Impact of immunohistochemistry-based molecular subtype on predicting chemotherapy response and survival in patients with T1 stage bladder cancer after bladder-preserving treatment.
- 作者列表："Lu J","Zhang Y","Wu C","Chu C","Liu Z","Cao Y
OBJECTIVE:To explore the immunohistochemistry-based molecular subtypes of bladder cancer, and their impact on the prognosis and the chemotherapy response between gemcitabine plus cisplatin intra-arterial chemotherapy and epirubicin-inducted intravesical chemotherapy, in patients with T1 stage bladder cancer after bladder-preserving treatment.
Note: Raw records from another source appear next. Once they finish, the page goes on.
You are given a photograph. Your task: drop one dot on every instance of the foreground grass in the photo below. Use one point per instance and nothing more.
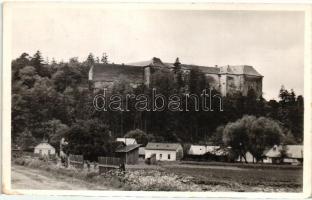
(180, 178)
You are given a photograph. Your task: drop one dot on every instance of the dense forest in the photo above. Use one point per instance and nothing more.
(52, 100)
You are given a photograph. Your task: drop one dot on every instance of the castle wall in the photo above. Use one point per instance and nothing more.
(234, 84)
(214, 81)
(252, 82)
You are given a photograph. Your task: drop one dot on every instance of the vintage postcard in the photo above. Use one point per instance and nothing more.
(145, 99)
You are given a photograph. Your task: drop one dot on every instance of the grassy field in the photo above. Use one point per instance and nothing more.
(242, 179)
(163, 177)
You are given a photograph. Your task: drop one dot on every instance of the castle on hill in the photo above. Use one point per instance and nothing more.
(225, 79)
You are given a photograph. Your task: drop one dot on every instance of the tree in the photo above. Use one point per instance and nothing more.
(140, 136)
(37, 62)
(236, 135)
(89, 138)
(104, 58)
(252, 134)
(264, 133)
(90, 59)
(25, 140)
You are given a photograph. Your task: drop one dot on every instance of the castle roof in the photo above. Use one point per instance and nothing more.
(135, 71)
(44, 145)
(242, 69)
(109, 72)
(230, 69)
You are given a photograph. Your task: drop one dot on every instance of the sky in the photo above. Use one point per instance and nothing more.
(270, 41)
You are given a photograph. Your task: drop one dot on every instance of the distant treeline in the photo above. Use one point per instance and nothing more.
(51, 100)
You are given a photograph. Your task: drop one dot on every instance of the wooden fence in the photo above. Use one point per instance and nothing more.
(76, 161)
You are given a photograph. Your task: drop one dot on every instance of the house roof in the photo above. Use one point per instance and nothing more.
(156, 62)
(292, 151)
(127, 141)
(109, 72)
(44, 145)
(163, 146)
(128, 148)
(142, 151)
(197, 150)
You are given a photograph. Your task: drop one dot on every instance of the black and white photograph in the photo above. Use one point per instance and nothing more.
(155, 98)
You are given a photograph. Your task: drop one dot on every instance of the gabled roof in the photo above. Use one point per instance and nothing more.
(156, 62)
(163, 146)
(44, 145)
(142, 151)
(127, 141)
(128, 148)
(292, 151)
(197, 150)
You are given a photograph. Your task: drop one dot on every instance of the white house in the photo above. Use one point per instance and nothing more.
(142, 152)
(201, 150)
(249, 158)
(164, 151)
(44, 149)
(127, 141)
(197, 150)
(294, 154)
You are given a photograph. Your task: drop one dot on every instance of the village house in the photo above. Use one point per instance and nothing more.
(293, 154)
(164, 151)
(127, 141)
(227, 79)
(142, 152)
(248, 156)
(129, 154)
(197, 150)
(44, 149)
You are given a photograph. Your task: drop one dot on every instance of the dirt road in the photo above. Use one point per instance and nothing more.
(27, 178)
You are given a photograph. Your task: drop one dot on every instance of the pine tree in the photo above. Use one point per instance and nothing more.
(90, 59)
(104, 58)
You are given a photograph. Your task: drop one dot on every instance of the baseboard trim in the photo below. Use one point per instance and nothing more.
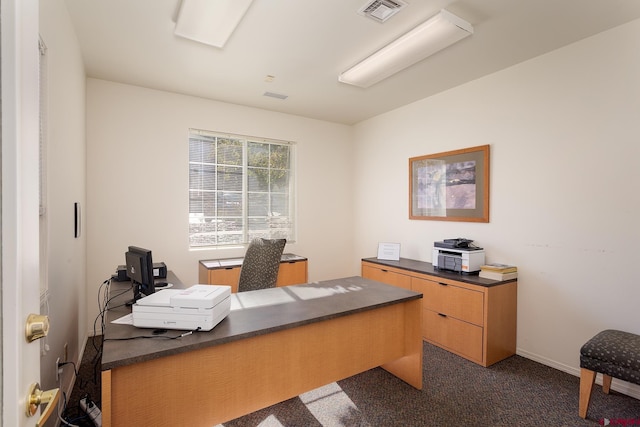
(620, 386)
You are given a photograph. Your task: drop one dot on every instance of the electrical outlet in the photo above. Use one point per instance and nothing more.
(58, 369)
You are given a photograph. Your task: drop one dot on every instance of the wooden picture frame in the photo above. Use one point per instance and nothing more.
(450, 186)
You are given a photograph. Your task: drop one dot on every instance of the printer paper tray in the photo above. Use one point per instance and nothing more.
(172, 320)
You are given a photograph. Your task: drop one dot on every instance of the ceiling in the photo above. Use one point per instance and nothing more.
(305, 44)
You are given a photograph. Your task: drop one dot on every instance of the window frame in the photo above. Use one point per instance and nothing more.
(218, 225)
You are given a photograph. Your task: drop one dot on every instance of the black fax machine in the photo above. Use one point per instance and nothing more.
(459, 255)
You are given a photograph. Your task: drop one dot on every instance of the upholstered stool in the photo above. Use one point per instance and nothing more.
(613, 354)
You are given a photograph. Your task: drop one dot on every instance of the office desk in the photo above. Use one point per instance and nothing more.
(226, 271)
(274, 345)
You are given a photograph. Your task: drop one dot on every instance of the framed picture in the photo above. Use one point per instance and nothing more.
(450, 186)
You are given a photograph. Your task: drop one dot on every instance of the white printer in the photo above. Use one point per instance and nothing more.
(197, 307)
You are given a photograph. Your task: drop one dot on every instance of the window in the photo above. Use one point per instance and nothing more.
(240, 188)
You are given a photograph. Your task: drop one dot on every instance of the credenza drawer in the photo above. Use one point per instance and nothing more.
(451, 300)
(462, 338)
(387, 276)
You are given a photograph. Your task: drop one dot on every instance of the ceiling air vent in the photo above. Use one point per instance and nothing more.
(381, 10)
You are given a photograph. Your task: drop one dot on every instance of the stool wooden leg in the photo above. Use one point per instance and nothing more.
(587, 378)
(606, 383)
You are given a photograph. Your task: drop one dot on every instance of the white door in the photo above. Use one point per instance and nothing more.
(19, 200)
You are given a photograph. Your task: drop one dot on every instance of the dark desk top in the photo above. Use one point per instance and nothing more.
(252, 313)
(427, 268)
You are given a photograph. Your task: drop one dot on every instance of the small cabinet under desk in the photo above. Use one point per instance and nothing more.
(468, 315)
(226, 271)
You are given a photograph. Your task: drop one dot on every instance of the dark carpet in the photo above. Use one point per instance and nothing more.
(456, 392)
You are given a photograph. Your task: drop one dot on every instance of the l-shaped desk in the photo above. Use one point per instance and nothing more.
(274, 345)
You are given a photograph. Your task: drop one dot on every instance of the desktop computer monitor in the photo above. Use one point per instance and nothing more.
(140, 271)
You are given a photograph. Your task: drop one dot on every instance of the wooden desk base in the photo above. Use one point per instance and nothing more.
(219, 383)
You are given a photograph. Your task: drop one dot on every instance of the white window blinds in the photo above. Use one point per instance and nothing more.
(239, 188)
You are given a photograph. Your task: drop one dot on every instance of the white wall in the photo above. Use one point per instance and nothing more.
(564, 132)
(65, 152)
(140, 135)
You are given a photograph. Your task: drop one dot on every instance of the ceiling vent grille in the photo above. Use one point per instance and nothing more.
(381, 10)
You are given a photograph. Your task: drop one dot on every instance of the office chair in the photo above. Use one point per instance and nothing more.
(261, 264)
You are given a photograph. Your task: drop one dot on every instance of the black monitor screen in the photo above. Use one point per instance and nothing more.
(140, 271)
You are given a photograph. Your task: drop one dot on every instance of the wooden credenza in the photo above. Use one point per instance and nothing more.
(226, 271)
(470, 316)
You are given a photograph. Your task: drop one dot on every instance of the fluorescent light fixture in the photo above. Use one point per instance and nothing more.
(440, 31)
(210, 21)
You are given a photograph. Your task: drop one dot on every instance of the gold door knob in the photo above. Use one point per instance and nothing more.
(38, 397)
(37, 327)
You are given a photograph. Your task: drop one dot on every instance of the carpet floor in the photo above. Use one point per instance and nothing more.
(456, 392)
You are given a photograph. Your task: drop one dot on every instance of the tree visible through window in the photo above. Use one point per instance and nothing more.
(239, 188)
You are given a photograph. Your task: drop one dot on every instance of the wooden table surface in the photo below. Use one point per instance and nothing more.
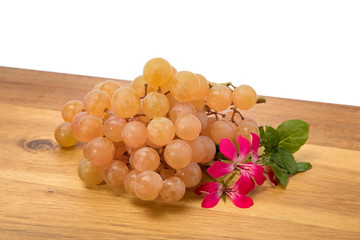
(41, 196)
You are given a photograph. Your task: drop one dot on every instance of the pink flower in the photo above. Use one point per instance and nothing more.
(214, 191)
(250, 169)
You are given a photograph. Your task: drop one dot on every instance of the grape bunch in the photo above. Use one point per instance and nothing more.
(151, 138)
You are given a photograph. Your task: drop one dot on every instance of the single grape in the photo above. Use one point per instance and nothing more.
(173, 189)
(221, 129)
(113, 127)
(64, 136)
(89, 173)
(207, 130)
(199, 104)
(160, 131)
(203, 87)
(115, 173)
(70, 109)
(199, 149)
(145, 159)
(155, 105)
(191, 174)
(147, 185)
(180, 109)
(130, 180)
(187, 127)
(120, 149)
(219, 98)
(125, 102)
(178, 154)
(244, 97)
(203, 118)
(172, 100)
(86, 127)
(109, 86)
(100, 151)
(134, 134)
(138, 84)
(184, 86)
(97, 102)
(157, 72)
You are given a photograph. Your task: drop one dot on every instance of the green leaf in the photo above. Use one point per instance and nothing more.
(303, 166)
(270, 139)
(284, 159)
(280, 173)
(293, 134)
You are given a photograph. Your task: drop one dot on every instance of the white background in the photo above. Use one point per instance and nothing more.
(295, 49)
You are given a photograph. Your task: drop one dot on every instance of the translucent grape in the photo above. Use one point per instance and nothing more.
(113, 127)
(203, 87)
(211, 149)
(244, 97)
(219, 98)
(155, 105)
(120, 149)
(134, 134)
(207, 130)
(184, 85)
(130, 180)
(203, 118)
(178, 154)
(64, 136)
(86, 127)
(138, 84)
(89, 173)
(172, 100)
(244, 129)
(191, 175)
(187, 127)
(157, 72)
(165, 173)
(109, 86)
(160, 131)
(181, 108)
(199, 104)
(115, 173)
(173, 189)
(198, 148)
(100, 151)
(222, 129)
(125, 102)
(147, 185)
(145, 159)
(70, 109)
(97, 102)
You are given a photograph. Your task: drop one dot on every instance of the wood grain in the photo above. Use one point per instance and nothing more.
(41, 196)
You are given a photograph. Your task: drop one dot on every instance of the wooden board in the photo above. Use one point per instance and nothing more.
(41, 196)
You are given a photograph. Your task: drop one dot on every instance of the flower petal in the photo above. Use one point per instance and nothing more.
(228, 149)
(219, 169)
(244, 147)
(245, 183)
(211, 199)
(271, 175)
(255, 142)
(241, 201)
(208, 187)
(255, 171)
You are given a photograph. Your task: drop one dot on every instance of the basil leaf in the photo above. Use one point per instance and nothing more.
(281, 174)
(303, 166)
(284, 159)
(293, 134)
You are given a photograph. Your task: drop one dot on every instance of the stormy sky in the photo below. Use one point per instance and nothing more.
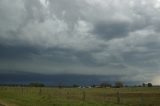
(91, 37)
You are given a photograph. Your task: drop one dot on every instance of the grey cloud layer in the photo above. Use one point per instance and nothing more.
(82, 36)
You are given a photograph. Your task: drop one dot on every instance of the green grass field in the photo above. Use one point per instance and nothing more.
(30, 96)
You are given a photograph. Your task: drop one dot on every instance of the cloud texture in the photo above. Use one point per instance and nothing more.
(105, 37)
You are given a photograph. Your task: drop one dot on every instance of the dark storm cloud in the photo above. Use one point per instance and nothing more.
(110, 37)
(110, 30)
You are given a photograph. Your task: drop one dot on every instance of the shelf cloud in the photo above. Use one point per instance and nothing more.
(93, 37)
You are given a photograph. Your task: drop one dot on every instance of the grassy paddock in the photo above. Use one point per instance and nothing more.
(30, 96)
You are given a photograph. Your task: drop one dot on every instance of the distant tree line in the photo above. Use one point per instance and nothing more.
(117, 84)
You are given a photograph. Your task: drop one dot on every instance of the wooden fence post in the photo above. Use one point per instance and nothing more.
(83, 95)
(118, 98)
METHODS:One hundred and seventy-six patients with T1 stage bladder cancer were selected for this study. Thirty-three patients underwent radical cystectomy, 43 received gemcitabine plus cisplatin intra-arterial chemotherapy and 100 received intravesical chemotherapy. The markers labeled with luminal (GATA3, Uroplakin II, CK20) and basal (CK5/6, CK14, CD44) phenotypes were chosen as candidate markers. RESULTS:One hundred and seventy-six patients were divided into 76 patients as basal/squamous (BASQ), 45 as the luminal A and 55 as the luminal B. Compared with the luminal B and BASQ tumors, the luminal A tumors showed a trend for better recurrence-free survival (P = 0.105) and progression-free survival (P = 0.093). The combination of CK20 and GATA3 was practical to identify the molecular phenotypes with total 84.9% accuracy and significantly associated with recurrence-free survival (P = 0.025) and progression-free survival (P = 0.004). The patient with BASQ tumors who received intravesical chemotherapy showed a trend for worse progression-free survival than the patient who received gemcitabine plus cisplatin intra-arterial chemotherapy or radical cystectomy. Furthermore, the patients with BASQ tumors experienced a significant improvement in progression-free survival after gemcitabine plus cisplatin intra-arterial chemotherapy compared with the patients who received intravesical chemotherapy (P = 0.011). CONCLUSIONS:The immunohistochemistry-based molecular subtypes could predict the patient's prognosis and clinically different chemotherapeutic survival outcomes in patients with T1 stage bladder cancer after bladder-preserving treatment.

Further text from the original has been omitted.